Department of Human Genetics and South Texas Diabetes and Obesity Institute, School of Medicine, University of Texas Rio Grande Valley, Brownsville, TX, USA.
Department of Biological Sciences, St. Mary's University, San Antonio, TX, USA.
Eur J Hum Genet. 2020 Jun;28(6):790-803. doi: 10.1038/s41431-020-0574-3. Epub 2020 Jan 29.
Phasing is the process of inferring haplotypes from genotype data.

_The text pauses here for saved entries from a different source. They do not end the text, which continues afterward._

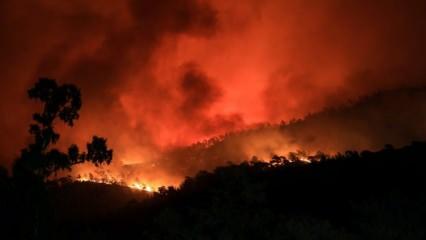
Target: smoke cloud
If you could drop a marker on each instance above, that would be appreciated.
(156, 75)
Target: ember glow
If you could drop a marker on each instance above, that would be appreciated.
(160, 75)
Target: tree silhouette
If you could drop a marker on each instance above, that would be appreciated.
(39, 159)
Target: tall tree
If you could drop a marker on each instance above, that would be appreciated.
(60, 103)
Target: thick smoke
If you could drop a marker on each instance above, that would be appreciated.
(160, 74)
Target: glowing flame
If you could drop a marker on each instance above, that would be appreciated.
(141, 187)
(135, 185)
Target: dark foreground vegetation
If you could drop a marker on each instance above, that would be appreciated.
(355, 195)
(367, 195)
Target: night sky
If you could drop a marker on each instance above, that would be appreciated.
(159, 74)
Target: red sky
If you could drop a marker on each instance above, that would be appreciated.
(163, 73)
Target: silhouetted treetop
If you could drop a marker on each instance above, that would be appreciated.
(60, 102)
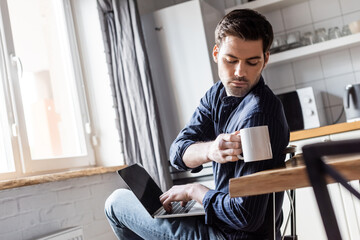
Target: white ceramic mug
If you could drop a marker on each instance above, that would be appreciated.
(255, 143)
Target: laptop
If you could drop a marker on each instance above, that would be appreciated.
(148, 192)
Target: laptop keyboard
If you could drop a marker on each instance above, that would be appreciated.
(177, 208)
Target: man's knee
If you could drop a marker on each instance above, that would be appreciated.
(118, 199)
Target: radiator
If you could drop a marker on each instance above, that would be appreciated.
(74, 233)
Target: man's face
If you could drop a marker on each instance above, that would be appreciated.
(240, 64)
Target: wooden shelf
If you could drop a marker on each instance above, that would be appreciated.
(265, 5)
(323, 131)
(315, 49)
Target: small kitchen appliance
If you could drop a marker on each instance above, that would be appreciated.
(352, 102)
(300, 109)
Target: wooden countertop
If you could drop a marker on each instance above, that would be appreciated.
(52, 177)
(323, 131)
(290, 177)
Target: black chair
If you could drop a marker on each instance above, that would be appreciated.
(318, 170)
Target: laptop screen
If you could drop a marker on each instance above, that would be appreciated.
(143, 186)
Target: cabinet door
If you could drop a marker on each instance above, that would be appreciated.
(180, 61)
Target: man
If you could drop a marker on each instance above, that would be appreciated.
(240, 100)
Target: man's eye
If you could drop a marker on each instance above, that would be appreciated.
(230, 61)
(253, 63)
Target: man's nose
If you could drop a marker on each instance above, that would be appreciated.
(240, 69)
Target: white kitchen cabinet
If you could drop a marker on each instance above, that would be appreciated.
(301, 52)
(265, 5)
(179, 42)
(346, 207)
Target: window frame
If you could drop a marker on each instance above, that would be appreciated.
(23, 163)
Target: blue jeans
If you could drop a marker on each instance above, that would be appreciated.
(130, 220)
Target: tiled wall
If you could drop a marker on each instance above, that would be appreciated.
(33, 211)
(327, 73)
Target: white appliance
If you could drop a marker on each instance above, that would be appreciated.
(300, 109)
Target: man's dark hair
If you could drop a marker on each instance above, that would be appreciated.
(246, 24)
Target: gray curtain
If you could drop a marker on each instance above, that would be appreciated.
(133, 94)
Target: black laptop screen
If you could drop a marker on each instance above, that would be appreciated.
(143, 186)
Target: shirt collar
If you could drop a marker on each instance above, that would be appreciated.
(232, 99)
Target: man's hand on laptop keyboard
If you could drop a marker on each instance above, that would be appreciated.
(183, 194)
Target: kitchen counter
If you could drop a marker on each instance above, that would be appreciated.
(323, 131)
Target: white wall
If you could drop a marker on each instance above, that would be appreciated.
(34, 211)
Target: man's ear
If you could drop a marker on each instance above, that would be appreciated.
(266, 58)
(215, 53)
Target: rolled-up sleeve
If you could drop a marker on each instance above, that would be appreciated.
(199, 129)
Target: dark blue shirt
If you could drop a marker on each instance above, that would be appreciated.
(242, 217)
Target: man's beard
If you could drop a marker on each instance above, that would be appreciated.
(238, 91)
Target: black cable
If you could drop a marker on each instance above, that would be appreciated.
(338, 119)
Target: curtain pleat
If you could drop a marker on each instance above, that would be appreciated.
(135, 105)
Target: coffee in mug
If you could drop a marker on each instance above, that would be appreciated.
(256, 145)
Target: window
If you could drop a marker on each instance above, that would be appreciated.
(47, 125)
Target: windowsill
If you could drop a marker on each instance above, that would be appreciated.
(52, 177)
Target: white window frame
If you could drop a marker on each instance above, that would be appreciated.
(23, 163)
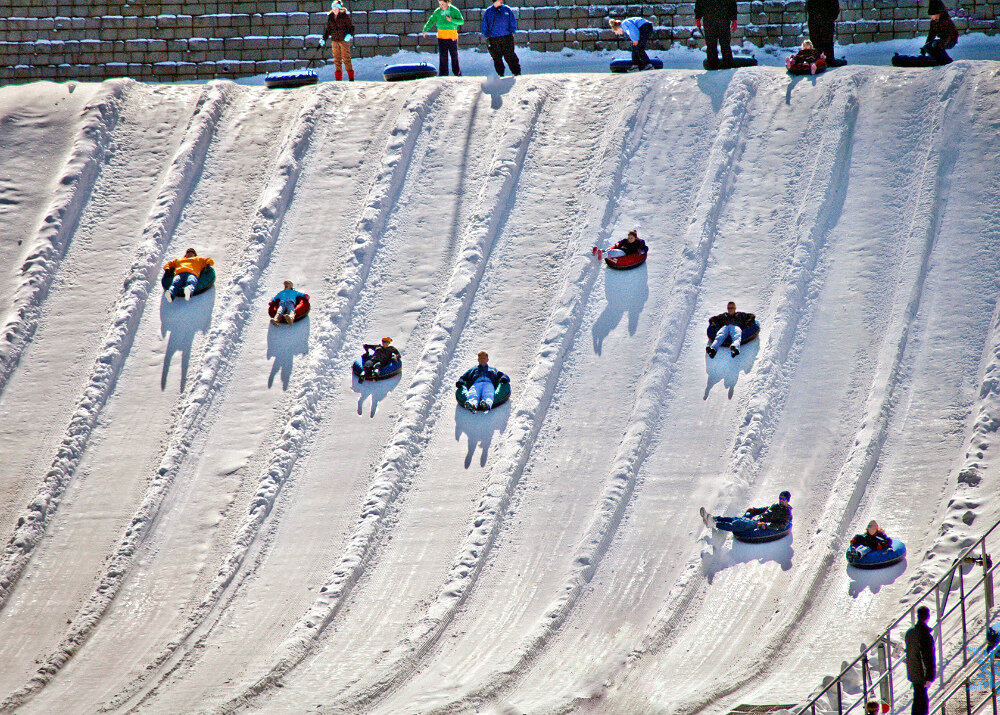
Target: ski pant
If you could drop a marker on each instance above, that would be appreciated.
(446, 48)
(732, 331)
(482, 392)
(639, 57)
(501, 49)
(182, 281)
(822, 31)
(718, 35)
(341, 55)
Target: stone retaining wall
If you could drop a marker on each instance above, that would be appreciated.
(196, 40)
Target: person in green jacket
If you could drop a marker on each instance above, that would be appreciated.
(447, 19)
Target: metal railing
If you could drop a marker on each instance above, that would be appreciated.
(967, 674)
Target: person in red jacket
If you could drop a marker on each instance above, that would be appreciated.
(339, 30)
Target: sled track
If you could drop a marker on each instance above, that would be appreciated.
(217, 356)
(530, 411)
(53, 236)
(391, 478)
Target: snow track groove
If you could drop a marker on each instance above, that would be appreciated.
(493, 203)
(531, 408)
(75, 185)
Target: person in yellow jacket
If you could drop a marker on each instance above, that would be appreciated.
(186, 271)
(447, 19)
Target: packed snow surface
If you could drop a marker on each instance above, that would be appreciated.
(206, 513)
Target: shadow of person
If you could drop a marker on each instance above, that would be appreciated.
(625, 292)
(182, 320)
(496, 87)
(480, 428)
(725, 368)
(376, 389)
(873, 579)
(719, 558)
(284, 342)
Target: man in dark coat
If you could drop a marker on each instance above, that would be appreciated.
(920, 666)
(823, 16)
(717, 21)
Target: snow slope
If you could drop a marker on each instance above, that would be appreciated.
(206, 514)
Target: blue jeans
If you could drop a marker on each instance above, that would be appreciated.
(182, 281)
(725, 331)
(482, 392)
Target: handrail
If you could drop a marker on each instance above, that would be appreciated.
(891, 663)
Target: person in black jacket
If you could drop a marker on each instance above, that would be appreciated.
(823, 16)
(717, 21)
(920, 666)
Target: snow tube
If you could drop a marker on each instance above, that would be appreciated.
(761, 536)
(805, 67)
(412, 70)
(749, 334)
(625, 64)
(301, 308)
(738, 61)
(862, 557)
(206, 279)
(501, 395)
(627, 262)
(290, 79)
(382, 373)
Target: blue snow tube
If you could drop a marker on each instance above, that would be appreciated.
(411, 70)
(206, 279)
(625, 64)
(384, 372)
(748, 333)
(290, 79)
(862, 557)
(760, 536)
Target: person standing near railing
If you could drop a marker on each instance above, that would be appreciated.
(920, 666)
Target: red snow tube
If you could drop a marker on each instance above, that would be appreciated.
(301, 308)
(805, 67)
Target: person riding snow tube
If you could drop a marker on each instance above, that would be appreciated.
(288, 306)
(187, 276)
(379, 362)
(758, 524)
(483, 387)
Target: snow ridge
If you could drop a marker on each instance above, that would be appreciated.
(602, 190)
(111, 356)
(100, 118)
(224, 336)
(493, 202)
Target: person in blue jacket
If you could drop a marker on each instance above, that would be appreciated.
(482, 381)
(639, 31)
(498, 27)
(286, 304)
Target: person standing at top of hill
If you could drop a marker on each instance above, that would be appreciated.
(498, 27)
(639, 31)
(339, 30)
(446, 19)
(717, 21)
(823, 16)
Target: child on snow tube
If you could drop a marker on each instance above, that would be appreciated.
(480, 385)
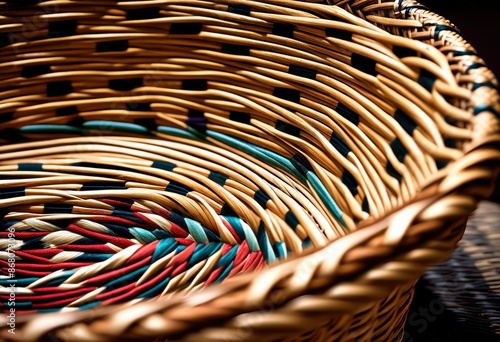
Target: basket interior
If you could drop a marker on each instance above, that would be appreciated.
(158, 146)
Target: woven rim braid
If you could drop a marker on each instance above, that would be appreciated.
(232, 170)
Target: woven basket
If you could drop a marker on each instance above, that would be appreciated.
(233, 170)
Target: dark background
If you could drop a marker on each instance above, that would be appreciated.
(479, 22)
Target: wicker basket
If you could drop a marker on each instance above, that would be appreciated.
(233, 170)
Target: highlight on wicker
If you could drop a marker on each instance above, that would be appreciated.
(232, 170)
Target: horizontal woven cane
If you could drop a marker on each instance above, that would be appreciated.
(232, 170)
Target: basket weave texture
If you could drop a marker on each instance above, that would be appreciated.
(233, 170)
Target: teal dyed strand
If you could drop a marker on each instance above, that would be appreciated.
(196, 230)
(163, 248)
(227, 258)
(143, 235)
(107, 126)
(202, 252)
(325, 196)
(280, 248)
(46, 128)
(225, 273)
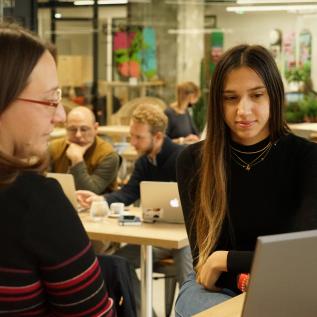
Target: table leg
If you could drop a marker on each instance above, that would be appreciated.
(146, 280)
(109, 104)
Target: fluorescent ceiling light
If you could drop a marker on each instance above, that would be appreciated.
(197, 31)
(302, 7)
(91, 2)
(274, 1)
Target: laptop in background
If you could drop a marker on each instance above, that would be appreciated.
(162, 196)
(68, 185)
(283, 276)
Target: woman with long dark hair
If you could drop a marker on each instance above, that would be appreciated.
(47, 266)
(250, 177)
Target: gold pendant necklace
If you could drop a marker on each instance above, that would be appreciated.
(248, 165)
(254, 152)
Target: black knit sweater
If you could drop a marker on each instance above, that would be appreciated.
(277, 195)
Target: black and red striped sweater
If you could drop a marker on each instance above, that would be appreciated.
(47, 266)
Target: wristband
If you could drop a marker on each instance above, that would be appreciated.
(243, 280)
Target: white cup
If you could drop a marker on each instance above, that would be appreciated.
(117, 208)
(98, 210)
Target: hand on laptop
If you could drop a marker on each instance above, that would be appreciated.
(211, 270)
(85, 197)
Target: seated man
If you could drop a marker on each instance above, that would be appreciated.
(157, 163)
(92, 161)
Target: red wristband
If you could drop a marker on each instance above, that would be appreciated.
(243, 280)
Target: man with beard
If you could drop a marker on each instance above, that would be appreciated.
(156, 163)
(92, 161)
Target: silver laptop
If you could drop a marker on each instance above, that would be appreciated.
(163, 199)
(68, 185)
(284, 276)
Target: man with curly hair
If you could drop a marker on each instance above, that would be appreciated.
(156, 163)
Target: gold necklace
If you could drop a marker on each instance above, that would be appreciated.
(247, 166)
(254, 152)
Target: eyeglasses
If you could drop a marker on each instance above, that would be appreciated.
(56, 100)
(82, 129)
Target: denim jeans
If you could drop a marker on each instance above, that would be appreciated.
(194, 298)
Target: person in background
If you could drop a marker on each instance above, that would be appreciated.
(47, 264)
(250, 177)
(91, 160)
(157, 163)
(181, 128)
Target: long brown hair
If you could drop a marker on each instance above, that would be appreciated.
(211, 204)
(20, 51)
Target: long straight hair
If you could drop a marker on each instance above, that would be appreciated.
(20, 51)
(211, 202)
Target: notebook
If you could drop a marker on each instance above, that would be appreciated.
(283, 276)
(162, 200)
(68, 185)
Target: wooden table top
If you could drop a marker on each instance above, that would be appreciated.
(164, 235)
(230, 308)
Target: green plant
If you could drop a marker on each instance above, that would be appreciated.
(298, 74)
(293, 113)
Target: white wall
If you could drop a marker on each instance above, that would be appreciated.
(190, 42)
(255, 28)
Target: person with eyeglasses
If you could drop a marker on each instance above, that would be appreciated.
(91, 160)
(47, 265)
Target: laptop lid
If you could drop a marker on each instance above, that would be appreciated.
(283, 276)
(163, 196)
(68, 185)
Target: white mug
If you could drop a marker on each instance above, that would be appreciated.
(117, 208)
(98, 210)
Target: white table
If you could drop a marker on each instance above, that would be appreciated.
(305, 129)
(147, 235)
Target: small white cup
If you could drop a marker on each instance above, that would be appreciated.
(98, 210)
(117, 208)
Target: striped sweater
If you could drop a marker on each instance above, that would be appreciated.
(47, 266)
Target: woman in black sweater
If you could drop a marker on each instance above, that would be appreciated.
(250, 177)
(47, 266)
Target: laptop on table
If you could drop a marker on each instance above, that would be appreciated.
(161, 199)
(283, 280)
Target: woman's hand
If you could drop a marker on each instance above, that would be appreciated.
(211, 270)
(85, 197)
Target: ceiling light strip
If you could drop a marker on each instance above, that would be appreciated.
(272, 8)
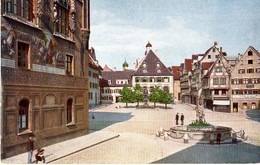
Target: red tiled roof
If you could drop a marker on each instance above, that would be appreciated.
(176, 72)
(207, 65)
(150, 64)
(106, 68)
(117, 75)
(188, 64)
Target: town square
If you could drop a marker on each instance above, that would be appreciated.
(130, 81)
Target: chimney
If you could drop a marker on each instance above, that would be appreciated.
(220, 52)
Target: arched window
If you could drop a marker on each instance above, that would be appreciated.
(23, 114)
(69, 111)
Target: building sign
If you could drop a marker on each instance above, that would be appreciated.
(250, 85)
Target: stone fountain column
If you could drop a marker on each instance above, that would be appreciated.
(199, 107)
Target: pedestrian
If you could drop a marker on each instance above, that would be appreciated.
(40, 155)
(177, 119)
(30, 146)
(182, 118)
(218, 138)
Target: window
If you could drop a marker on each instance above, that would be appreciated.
(222, 81)
(224, 92)
(23, 56)
(236, 81)
(241, 71)
(23, 115)
(69, 111)
(216, 92)
(218, 69)
(254, 81)
(250, 70)
(69, 64)
(62, 25)
(21, 8)
(245, 81)
(215, 81)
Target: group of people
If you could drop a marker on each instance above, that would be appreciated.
(39, 156)
(177, 119)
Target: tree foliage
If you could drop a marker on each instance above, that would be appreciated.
(165, 97)
(127, 95)
(154, 95)
(138, 94)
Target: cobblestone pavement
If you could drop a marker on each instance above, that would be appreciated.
(137, 142)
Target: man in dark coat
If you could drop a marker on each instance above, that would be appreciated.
(182, 118)
(177, 119)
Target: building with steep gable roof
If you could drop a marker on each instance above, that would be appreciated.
(185, 81)
(152, 72)
(216, 85)
(245, 81)
(94, 79)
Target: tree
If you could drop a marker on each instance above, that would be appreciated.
(138, 94)
(127, 95)
(165, 97)
(154, 95)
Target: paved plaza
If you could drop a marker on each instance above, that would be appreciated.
(127, 135)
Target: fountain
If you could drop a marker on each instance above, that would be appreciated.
(200, 130)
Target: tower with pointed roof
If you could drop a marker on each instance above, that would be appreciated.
(125, 65)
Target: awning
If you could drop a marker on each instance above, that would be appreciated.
(221, 102)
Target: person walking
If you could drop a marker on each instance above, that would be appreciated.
(31, 140)
(40, 155)
(182, 118)
(177, 119)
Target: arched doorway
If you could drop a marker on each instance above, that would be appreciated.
(69, 110)
(23, 115)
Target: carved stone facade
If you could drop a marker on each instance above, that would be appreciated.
(44, 58)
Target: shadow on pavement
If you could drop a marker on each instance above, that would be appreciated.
(253, 115)
(229, 153)
(101, 120)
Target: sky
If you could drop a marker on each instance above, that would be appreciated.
(120, 29)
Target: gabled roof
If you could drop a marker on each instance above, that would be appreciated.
(106, 68)
(117, 75)
(188, 65)
(92, 63)
(176, 72)
(213, 65)
(148, 66)
(206, 65)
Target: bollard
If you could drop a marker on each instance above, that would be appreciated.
(234, 138)
(211, 138)
(166, 137)
(186, 138)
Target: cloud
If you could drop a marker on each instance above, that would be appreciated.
(115, 39)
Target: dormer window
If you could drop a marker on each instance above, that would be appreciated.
(62, 25)
(21, 8)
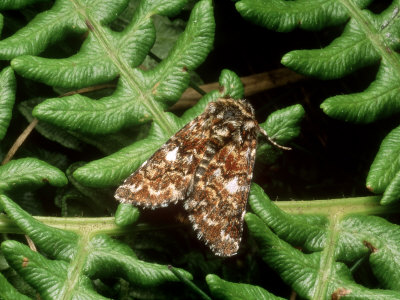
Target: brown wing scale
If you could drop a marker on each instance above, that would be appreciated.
(217, 204)
(177, 158)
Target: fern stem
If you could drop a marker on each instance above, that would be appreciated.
(19, 141)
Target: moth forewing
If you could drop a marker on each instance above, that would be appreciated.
(209, 165)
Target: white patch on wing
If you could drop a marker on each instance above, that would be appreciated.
(171, 155)
(217, 172)
(232, 186)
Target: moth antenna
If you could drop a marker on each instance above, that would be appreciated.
(263, 132)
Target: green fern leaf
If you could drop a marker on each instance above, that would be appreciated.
(140, 95)
(367, 39)
(383, 174)
(49, 26)
(111, 170)
(29, 171)
(7, 98)
(8, 292)
(82, 253)
(222, 289)
(335, 233)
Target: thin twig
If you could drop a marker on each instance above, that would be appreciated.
(19, 141)
(253, 84)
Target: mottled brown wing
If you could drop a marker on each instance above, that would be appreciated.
(218, 202)
(164, 178)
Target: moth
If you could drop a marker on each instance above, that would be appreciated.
(208, 165)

Efficient algorithms and associated software for accurate phasing in pedigrees are needed, especially for populations lacking reference panels of sequenced individuals. We present a novel method for phasing genotypes from whole-genome sequence data in pedigrees, called PULSAR (Phasing Using Lineage Specific Alleles/Rare variants). The method is based on the property that alleles specific to a single founding chromosome within a pedigree are highly informative for identifying haplotypes that are shared identical by descent. Simulation studies are used to assess the performance of PULSAR with various pedigree sizes and structures, and the effect of genotyping errors and the presence of nonsequenced individuals is investigated. In pedigrees with complete sequencing and realistic genotyping error rates, PULSAR correctly phases >99.9% of heterozygous genotypes, excluding sites at which all individuals are heterozygous, and does so with a switch error rate frequently below 10. PULSAR is highly accurate, capable of genotype error correction and imputation, and computationally competitive with alternative phasing software applicable to pedigrees. Our method has the significant advantage of not requiring reference panels that are essential for other population-based phasing algorithms. A software implementation of PULSAR is freely available.
相位是从基因型数据推断单倍型的过程。需要高效的算法和相关软件来准确地对家系进行相位划分,特别是对于缺乏测序个体参考面板的人群。我们提出了一种用于在家系中对全基因组序列数据进行基因分型的新方法,称为 PULSAR(使用谱系特异性等位基因/稀有变体进行相位划分)。该方法基于这样一个特性,即在一个家系中,特定于单个创始染色体的等位基因对于识别共享相同遗传起源的单倍型非常有信息量。通过模拟研究来评估 PULSAR 在不同家系大小和结构下的性能,并研究基因分型错误和未测序个体的存在的影响。在具有完整测序和现实基因分型错误率的家系中,PULSAR 正确地对 >99.9%的杂合基因型进行相位划分,排除了所有个体均为杂合的位点,并且其转换错误率通常低于 10。PULSAR 非常准确,能够进行基因型错误校正和插补,并且在适用于家系的替代相位划分软件中具有计算竞争力。我们的方法具有显著的优势,即不需要参考面板,这对于其他基于人群的相位划分算法是必不可少的。PULSAR 的软件实现是免费提供的。